10,000 words has a useful and interesting tribute to text editors. There, Ethan Klapper looks at tools to deal with HTML, PHP and CSS files — three types of web code modern journalists should at least be familiar with, if not fluent in.

I use the mentioned Notepad ++ to work on this site. The application is useful because it understands HTML, PHP and CSS code using colour and collapsible sections to make the job easier. There is a reason geeks like text. The rest of us can learn from them.

Plain text is underrated as a writing tool. I’ve just returned from covering a conference. When I arrived at the venue, the version of Microsoft Office installed on my laptop had timed out and there wasn’t an opportunity to fix matters.

This meant I had to file my stories using plain text. It worked perfectly and I barely skipped a beat. The experience reminded me of what I’ve already written about, Word is a huge complex application, journalists barely use 10 percent of its functionality.
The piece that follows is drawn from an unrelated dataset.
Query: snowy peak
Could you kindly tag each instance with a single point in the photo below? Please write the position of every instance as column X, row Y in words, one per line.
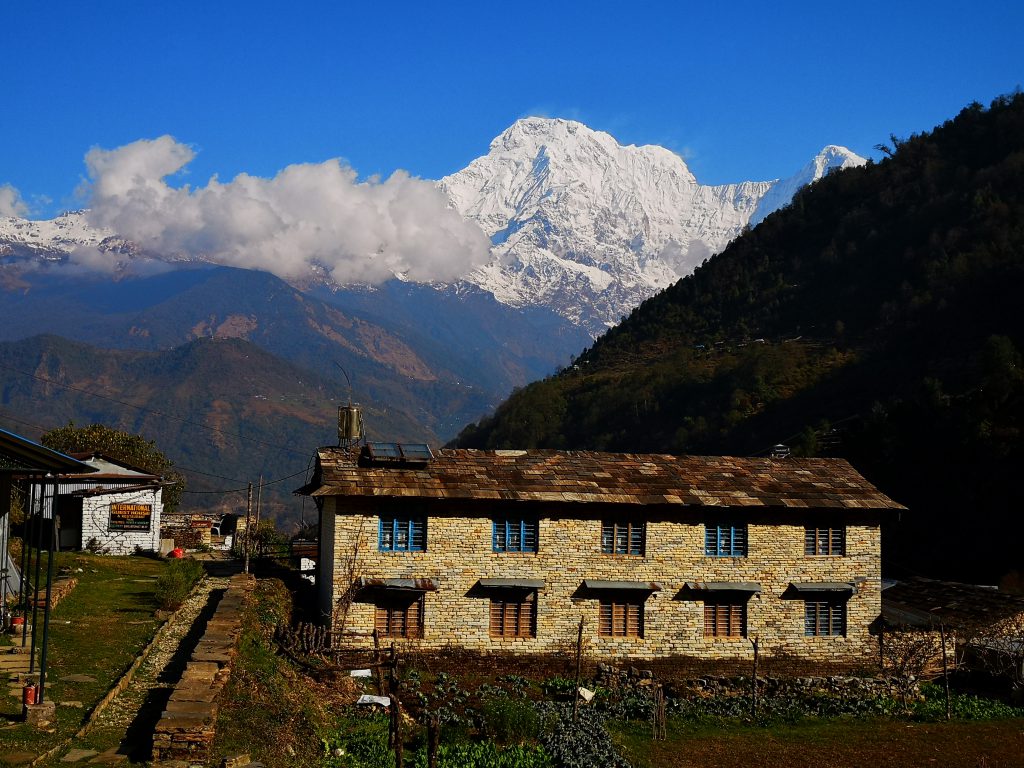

One thought on “Text editor tribute at 10,000 Words

  1. I’m a big fan of Notepad++ myself and when I moved to a Mac it took me a long time to find something comparable.
    Eventually I chose Coda largely because it integrated both FTP and version control within the editor. As a programmer it completely streamlined my workflow saving me a huge amount of time and multiple purchases of software.

    Like Word, I still don’t use anywhere near its full potential, but I like it as much as I liked Notepad++ on my PC.